Part of the answer to why I’m still here is, I am blessed with gifts that help me survive my cancer journey.  I’m able to understand the medical science and my treatment.  I’m able to explain what I’ve learned.  And I’m able to advocate for myself with healthcare providers.

Yet I am just a steward of these gifts that were bestowed on me. Understanding my gifts has led me to a new purpose: I am here to help other lung cancer patients. I strongly feel this is my calling in the time I have left.

Lung cancer has a stigma attached to it.  Few people know that 80% of those newly diagnosed with lung cancer are nonsmokers or never smokers.  There is more to lung cancer than just smoking.  Yet we are the lepers of the cancer community. 

For this reason, some are ashamed to admit they have lung cancer.  Most don’t know about the new treatments like the one I’m taking–even some doctors don’t know. Patients don’t know where to turn for answers. 

Lung cancer patients need more than compassion. They need information.  They need HOPE.
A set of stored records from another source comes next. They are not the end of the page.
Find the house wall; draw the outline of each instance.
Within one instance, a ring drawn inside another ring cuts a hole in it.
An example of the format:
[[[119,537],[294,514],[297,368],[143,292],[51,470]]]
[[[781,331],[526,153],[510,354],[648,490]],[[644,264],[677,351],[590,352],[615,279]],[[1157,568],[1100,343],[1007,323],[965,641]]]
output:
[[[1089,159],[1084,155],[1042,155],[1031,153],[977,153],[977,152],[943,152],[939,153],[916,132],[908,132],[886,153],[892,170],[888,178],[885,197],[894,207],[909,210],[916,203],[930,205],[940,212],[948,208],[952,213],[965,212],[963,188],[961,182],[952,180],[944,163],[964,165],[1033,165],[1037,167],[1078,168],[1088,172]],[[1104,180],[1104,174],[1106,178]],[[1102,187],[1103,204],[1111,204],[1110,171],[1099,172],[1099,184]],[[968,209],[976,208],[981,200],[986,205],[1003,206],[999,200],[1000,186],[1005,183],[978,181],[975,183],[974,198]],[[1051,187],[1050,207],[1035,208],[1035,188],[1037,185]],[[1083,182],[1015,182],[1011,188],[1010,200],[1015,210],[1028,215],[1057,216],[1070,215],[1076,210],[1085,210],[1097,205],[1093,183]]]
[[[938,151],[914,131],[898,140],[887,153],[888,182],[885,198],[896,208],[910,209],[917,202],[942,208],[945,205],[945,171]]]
After considerable thought, I decided the best way to use my gifts was to go public about my lung cancer. At first, I only shared my story online with friends and lung cancer communities.  Eventually I started blogging (which is essentially a journal open to the world on the Internet) and began speaking publicly about my cancer.

Going public with my lung cancer experience has already had an impact. As I’d hoped, it shows patients that people can live with metastatic lung cancer, and encourages them to ask questions about their treatment. 

But going public has also brought completely unexpected benefits. It helps families understand what their loved ones who have lung cancer are experiencing. It gives hospital chaplains insight into their patients’ needs and feelings. It demonstrates to doctors that patients can be partners in their own care. It reveals to researchers how their work makes a difference in the lives of real patients.

In addition, I’ve realized a personal health benefit in sharing the gifts I was given to steward. Having a purpose gets me through the tougher parts of cancer treatment.  It won’t heal my cancer, but it does help me live a healthier, happier life.

And it all started with being grateful that I’m alive.